Let’s look at an example:

create collation a (provider = icu, locale = 'und-u-ka-shifted');
create collation b (provider = icu, locale = 'und-u-ka-shifted-kv-currency');

select * from (values ('death'), ('deluge'), ('de luge'), ('de$luge')) _(x)
    order by x collate a;
    x
---------
 de$luge
 death
 de luge
 deluge

select * from (values ('death'), ('deluge'), ('de luge'), ('de$luge')) _(x)
    order by x collate b;
    x
---------
 death
 de luge
 de$luge
 deluge

Note how in the first example, the currency character $ sorts like a non-variable character, before the character a, while in the second example, it is affected by the same variable treatment as the space character.
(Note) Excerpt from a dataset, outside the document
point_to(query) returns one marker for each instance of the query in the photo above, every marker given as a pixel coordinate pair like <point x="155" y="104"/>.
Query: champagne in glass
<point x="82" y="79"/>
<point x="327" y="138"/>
By default, spaces and punctuation are treated as variable in CLDR, whereas UCA also treats symbols as variable by default.

variableTop

<key name="vt" deprecated="true" description="Collation parameter key for variable top" valueType="multiple" alias="variableTop">
    <type name="CODEPOINTS" description="The variable top (one or more Unicode code points: LDML Appendix Q)"/>
</key>

This is a deprecated alternative to maxVariable where instead of specifying variable characters by group names, you select the variable characters by specifying that all characters with a primary weight below a certain value (the “top”) should be variable. This is clearly less convenient than the alternative, so it is deprecated.

Summary

Here is a summary of the discussed collation settings, ignoring the officially deprecated ones:

Alias	Key	Description
colAlternate	ka	alternate handling
colBackwards	kb	backward collation weight
colCaseLevel	kc	case level
colCaseFirst	kf	ordering by case
colNormalization	kk	normalization
colNumeric	kn	numeric handling
colReorder	kr	reorder codes
colStrength	ks	collation strength
maxVariable	kv	last reordering group to be affected by ka-shifted

As mentioned at the beginning, I will look at the (non-parametric) collation/co settings in another article in the future.